FILE - Fighters from the al-Qaida linked Islamic State of Iraq and the Levant (ISIL) marching in Raqqa, Syria.
FILE - Fighters from the al-Qaida linked Islamic State of Iraq and the Levant (ISIL) marching in Raqqa, Syria.
Dorian Jones
Tensions between Ankara and the radical group the Islamic State in Iraq and the Levant, or ISIS, have continued to escalate. The Turkish army recently attacked an ISIS convoy and ISIS has targeted ethnic Turkmen leaders in Syria. Ankara is increasingly concerned that ISIS could now strike Turkish targets.
 
Turkish media reported that ISIS claimed responsibility for the killing four Turkmen leaders in Syria this week. The Turkmen, who are ethnic Turks, are supported by Ankara and engaged in heavy fighting with ISIS. The attack is the latest escalation in tensions between Ankara and the radical Islamic group. Last week, the Turkish army attacked an ISIS convoy close to its border after it said its forces came under attack.

Analyst Sinan Ulgen of Carnegie Europe in Brussels says the attack is an indication that Ankara is taking a more cautious policy towards the radical Islamic groups operating in Syria.
 
"This strike demonstrates that there is now willingness on the side of the government in Ankara to consider this threat much more carefully. There was a clear threat from ISIS, and ISIS is now more viewed under those terms," he said. "Al-Nusra, on the other hand, is also one of the extremist groups, but we have not seen the type of direct threat from al-Nusra to Turkish interests and the Turkish state."

Observers say Ankara has become alarmed at ISIS's growing strength along the Syrian border and its attacks other opposition groups. During a visit to Tehran last month,  Turkish Prime Minister Recep Tayyip Erdogan condemned terrorist acts in Syria, and his comments were widely interpreted as being aimed at ISIS.

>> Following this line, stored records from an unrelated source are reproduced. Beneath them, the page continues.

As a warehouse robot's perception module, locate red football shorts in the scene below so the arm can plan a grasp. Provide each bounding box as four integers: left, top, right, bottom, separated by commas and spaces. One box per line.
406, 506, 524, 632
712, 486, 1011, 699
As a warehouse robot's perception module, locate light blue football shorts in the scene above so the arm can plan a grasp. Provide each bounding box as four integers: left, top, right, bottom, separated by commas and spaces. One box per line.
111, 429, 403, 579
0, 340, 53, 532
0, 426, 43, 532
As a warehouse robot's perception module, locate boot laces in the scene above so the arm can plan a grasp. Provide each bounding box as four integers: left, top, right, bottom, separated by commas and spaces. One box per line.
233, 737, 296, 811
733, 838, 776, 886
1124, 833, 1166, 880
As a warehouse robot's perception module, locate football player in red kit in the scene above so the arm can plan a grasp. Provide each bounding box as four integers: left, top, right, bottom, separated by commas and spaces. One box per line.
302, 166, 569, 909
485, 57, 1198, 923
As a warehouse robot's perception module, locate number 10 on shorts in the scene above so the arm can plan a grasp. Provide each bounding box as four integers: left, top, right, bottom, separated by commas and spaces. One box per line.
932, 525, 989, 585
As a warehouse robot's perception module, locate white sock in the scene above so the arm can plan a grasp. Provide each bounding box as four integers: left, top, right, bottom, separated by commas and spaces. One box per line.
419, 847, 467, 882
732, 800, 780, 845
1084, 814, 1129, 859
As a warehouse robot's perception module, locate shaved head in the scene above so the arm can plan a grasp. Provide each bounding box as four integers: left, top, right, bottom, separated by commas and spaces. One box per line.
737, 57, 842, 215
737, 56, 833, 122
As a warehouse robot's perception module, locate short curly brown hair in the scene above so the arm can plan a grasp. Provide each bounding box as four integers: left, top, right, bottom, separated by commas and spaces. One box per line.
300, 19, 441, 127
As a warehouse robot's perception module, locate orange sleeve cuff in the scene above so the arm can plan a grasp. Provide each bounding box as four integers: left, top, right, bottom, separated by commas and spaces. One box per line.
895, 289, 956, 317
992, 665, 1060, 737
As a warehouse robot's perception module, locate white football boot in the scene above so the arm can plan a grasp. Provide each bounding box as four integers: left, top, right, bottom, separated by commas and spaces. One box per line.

During a press conference last month, Bulent Yildirim, the head of the Turkish aid charity Humanitarian Relief Foundation, or IHH, which has close ties to Turkey’s ruling AK Party, strongly criticized ISIS for interfering in its relief efforts in Syria.
 
He said, "We can’t deliver aid to areas controlled by ISIS, he said. They have kidnapped two of our workers and executed one of them. If they saw a picture of this press conference with Western journalists, they would condemn us as heretics."
 
According to analyst Ulgen, Ankara’s hardening stance towards ISIS comes from its realization that the group poses now a direct threat to Turkey.
 
"Once they perceived that Turkey has shifted its position and is not willing to support ISIS, that is the reason why they are bound to be more reactionary to Turkey and threaten Turkey. ISIS is one of those groups that allegedly has threatened the Turkish government with suicide attacks within Turkey," he said.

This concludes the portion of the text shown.